Industry sources show how the new venues compared to local and regional rivals. Pollstar’s “Year End Special Report” for 2021 ranked PromoWest Pavilion as the 59th largest theatre venue in the country, with 25,908 tickets sold for a combined $1.3 million in gross revenue. Brady Center ranked 74th among stadiums, with 21,025 tickets sold for $888,335.

Those numbers pale in comparison to the nation’s top 10 arenas – each of which generated more than $23 million in concert revenue last year. But they were respectable next to the 30,000 tickets sold at Columbus’ Schottenstein Center in 2021 or the 19,000 seats sold at Louisville’s Live on the Lawn.

Evenly matched in 2021, the Brady Center pulled away from PromoWest in 2022, according to data provided by StubHub. Stronger demand for Brady Center tickets meant higher prices for resellers. StubHub’s average ticket price was $149 dollars at Brady, compared to $119 for Riverbend Music Center and $74 for PromoWest.

“With a larger capacity and hosting bigger pop acts like Olivia Rodrigo and Louis Tomlinson, Andrew J. Brady has generated nearly double the ticket sales on StubHub over the past year,” said StubHub Spokesman Adam Budelli. “Rodrigo saw more than double the total sales of the Pavilion’s top-selling concert by The Killers on September 20th.”

Andrew J. Brady Music Center - Top five shows so far in 2022:
Olivia Rodrigo on April 22, 2022 – $476
Billy Strings on March 12, 2022 – $130
Louis Tomlinson on February 19, 2022– $102
Deftones on May 8, 2022 – $91
Big Time Rush on July 6, 2022 – $77

*All data based on StubHub ticket sales as of July 19, 2022.
Andrew J. Brady Music Center's top 5 shows in so far in 2022
PromoWest Pavilion at OVATION's top 5 shows so far in 2022:
The Killers on September 20, 2021 – $205
Smashing Pumpkins on May 27, 2022 – $101
Bon Iver & Bonnie Light Horseman on June 21, 2022 – $82
Koe Wetzel on March 6, 2022 – $74
Rainbow Kitten Surprise on April 16, 2022 – $65

*All data based on StubHub ticket sales as of July 19, 2022.
Ovation's top 5 shows so far in 2022

Concert enthusiast Taylor Fox has been to both venues more than a half-dozen times each. But he finds it difficult to choose the better venue, saying it depends on the show.

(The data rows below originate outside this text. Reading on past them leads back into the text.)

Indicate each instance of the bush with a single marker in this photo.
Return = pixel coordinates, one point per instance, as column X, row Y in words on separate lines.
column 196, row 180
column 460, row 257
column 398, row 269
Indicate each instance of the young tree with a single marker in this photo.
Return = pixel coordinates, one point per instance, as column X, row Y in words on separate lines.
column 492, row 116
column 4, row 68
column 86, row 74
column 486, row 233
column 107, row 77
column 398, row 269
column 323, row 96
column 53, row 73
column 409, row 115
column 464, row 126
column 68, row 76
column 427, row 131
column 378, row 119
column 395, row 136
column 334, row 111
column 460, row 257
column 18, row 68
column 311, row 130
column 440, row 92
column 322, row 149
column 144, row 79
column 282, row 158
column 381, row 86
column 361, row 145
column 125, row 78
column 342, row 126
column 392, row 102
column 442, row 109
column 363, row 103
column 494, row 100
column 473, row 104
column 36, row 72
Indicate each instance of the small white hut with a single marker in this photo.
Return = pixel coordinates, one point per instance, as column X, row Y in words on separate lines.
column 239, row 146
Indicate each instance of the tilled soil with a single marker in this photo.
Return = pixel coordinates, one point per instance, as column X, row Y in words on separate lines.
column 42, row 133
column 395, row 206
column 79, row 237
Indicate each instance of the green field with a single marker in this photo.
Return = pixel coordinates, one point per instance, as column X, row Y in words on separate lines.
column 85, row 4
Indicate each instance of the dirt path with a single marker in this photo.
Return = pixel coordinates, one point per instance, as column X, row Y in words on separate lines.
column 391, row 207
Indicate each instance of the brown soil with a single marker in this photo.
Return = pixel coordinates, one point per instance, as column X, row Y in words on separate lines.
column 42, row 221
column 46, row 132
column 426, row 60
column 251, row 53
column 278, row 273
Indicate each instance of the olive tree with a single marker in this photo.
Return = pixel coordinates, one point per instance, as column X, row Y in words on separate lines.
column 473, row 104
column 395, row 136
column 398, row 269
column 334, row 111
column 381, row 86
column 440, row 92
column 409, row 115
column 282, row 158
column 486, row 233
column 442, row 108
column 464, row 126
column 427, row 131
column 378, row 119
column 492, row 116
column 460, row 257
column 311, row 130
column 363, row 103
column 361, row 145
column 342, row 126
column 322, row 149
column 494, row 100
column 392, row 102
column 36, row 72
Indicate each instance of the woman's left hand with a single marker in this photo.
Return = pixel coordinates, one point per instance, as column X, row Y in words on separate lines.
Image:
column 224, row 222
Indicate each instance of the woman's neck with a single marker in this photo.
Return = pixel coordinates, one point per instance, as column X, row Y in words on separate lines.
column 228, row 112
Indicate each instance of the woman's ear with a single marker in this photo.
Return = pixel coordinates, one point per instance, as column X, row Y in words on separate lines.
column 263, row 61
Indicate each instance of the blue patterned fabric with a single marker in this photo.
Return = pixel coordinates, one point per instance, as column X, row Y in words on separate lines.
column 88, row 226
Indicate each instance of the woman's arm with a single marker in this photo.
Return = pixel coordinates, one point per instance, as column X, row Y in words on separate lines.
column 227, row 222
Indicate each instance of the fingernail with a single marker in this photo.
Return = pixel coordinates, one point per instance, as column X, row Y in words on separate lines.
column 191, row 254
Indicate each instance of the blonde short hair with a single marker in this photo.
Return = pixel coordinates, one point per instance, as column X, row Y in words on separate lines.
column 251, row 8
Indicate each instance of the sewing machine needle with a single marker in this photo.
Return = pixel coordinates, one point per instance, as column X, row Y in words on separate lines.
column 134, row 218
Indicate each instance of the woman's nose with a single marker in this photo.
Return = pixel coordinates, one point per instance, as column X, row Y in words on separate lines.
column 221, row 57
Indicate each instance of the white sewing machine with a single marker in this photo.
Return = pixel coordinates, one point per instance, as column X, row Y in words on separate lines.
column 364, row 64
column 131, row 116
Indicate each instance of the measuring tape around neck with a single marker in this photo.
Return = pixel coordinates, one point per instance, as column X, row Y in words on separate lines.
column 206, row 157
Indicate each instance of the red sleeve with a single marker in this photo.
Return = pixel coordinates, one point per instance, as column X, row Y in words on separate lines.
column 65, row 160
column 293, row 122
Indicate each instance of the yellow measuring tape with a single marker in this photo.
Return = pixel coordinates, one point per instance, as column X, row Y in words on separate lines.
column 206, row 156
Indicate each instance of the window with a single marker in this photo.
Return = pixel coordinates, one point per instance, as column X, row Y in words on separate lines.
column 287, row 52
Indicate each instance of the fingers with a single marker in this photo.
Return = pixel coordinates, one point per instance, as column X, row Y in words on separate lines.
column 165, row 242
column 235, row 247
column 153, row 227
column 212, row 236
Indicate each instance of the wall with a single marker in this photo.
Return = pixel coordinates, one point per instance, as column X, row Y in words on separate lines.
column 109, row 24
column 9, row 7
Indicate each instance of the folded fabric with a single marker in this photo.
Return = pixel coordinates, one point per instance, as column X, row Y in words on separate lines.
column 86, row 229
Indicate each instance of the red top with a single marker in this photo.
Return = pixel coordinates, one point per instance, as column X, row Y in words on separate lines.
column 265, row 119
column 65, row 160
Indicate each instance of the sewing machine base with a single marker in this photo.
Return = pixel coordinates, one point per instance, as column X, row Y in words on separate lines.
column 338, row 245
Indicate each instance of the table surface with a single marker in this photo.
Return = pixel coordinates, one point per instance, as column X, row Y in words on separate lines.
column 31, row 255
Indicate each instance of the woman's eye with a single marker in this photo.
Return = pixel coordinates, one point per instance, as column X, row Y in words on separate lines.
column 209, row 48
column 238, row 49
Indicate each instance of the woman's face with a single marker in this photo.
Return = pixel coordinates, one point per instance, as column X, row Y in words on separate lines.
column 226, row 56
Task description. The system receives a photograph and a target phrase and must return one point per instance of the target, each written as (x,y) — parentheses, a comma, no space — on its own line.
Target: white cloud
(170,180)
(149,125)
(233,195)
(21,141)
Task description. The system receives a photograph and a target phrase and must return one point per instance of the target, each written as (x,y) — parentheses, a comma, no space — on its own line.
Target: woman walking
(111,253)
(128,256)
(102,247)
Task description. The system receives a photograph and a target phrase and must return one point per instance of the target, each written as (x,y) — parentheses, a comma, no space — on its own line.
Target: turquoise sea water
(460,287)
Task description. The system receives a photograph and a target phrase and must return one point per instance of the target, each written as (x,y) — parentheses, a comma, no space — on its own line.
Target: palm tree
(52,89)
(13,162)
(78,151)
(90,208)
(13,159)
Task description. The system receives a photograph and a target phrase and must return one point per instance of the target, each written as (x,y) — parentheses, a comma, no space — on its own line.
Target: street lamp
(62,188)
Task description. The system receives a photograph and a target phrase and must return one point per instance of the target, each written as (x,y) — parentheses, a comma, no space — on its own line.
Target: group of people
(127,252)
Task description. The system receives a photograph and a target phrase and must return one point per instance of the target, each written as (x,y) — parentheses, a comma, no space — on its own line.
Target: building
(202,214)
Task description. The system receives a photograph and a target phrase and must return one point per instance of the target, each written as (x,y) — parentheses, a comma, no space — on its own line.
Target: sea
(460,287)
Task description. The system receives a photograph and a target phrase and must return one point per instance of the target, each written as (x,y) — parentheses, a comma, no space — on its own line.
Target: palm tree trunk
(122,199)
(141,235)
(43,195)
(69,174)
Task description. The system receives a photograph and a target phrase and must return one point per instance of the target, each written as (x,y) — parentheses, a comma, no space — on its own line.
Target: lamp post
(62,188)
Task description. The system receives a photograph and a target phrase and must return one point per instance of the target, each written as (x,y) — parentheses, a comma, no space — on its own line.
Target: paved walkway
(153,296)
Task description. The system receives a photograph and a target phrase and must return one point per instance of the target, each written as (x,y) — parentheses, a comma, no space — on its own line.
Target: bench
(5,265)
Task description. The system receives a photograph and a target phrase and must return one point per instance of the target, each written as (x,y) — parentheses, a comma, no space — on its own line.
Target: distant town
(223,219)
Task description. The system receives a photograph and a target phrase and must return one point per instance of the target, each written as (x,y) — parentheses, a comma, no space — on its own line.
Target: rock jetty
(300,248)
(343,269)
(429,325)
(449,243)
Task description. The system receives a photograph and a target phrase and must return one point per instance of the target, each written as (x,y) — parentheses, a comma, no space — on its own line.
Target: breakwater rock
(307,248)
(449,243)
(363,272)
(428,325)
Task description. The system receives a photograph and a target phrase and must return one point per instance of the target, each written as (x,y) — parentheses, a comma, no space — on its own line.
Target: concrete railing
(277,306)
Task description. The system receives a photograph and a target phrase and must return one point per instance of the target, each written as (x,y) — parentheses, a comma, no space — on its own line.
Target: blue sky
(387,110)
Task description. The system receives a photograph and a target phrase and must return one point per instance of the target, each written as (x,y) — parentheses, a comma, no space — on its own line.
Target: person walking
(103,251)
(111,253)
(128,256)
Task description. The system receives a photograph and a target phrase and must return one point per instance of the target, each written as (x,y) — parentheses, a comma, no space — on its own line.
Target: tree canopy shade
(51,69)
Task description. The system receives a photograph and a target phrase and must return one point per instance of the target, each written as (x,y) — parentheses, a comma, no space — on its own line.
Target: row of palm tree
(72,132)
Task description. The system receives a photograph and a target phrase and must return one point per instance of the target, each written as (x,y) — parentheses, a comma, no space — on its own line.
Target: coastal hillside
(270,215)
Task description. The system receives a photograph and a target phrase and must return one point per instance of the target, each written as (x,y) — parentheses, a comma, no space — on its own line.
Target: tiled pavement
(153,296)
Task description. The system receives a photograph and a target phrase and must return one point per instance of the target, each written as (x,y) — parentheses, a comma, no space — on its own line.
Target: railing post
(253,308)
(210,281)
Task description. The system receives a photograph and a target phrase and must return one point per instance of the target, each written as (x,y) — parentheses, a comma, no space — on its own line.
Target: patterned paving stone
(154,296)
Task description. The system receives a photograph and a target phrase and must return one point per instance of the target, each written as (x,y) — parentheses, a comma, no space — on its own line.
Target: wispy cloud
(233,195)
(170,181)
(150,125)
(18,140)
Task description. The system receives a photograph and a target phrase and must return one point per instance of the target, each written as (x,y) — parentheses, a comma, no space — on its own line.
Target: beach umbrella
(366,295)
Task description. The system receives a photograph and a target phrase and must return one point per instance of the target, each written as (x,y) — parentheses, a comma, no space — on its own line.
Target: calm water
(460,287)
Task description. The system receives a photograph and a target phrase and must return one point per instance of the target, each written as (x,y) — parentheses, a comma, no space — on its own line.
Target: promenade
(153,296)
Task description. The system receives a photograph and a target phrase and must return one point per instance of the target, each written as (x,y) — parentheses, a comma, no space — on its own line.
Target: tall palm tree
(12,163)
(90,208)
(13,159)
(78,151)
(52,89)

“If you’re looking for going for a more theatrical feel, I think Brady is wonderful inside,” he said. “If you’re looking for more of a raw, pedestrian feel, then Ovation is slightly better.”

Fox is the program director at Inhailer Radio, an indie music station that’s available online and the HD3 Channel at WGUC-FM 90.9. Fox said both venues have expanded the roster of live music acts beyond the heavy metal and country bands that dominated local offerings for years. But he still finds himself driving to Columbus several times a year to hear bands he can’t find in Cincinnati.

“I’d like to see more acts,” he said.

Event producer Bill Donabedian said Cincinnati will continue to lose bookings to Columbus, Indianapolis and Louisville until it does something about Heritage Bank Center, an 18,000-seat riverfront arena built in 1975. Donabedian, who founded the Midpoint and Bunbury music festivals, supported PromoWest’s bid for a single concert venue at the Banks. But he now concedes both venues can survive long-term. And he thinks the region should turn its attention to a new indoor venue in downtown or the West End.

“We’re really lacking a modern arena,” Donabedian said. “We’re missing out on a lot in Cincinnati because we don’t have the strongest venue.”

Stienecker said more shows will come as the venues mature.

“It takes three years to get the market educated,” Stienecker said. “We’ll be doing 180 events, including concerts and special events, by year three."

Moehring said the Brady Center is still booking acts for 2022. It could reach 130 shows before the calendar-year closes. And some of those acts could be the kinds of shows that previously bypassed Cincinnati.

“We just announced a band, Paramore,” she said. “Sold out the venue in a few minutes. But it’s only like 10 cities that they’re doing. In addition to New York, Detroit, LA, they’re doing Cincinnati. So, I think that definitely says something that we are on the map now.”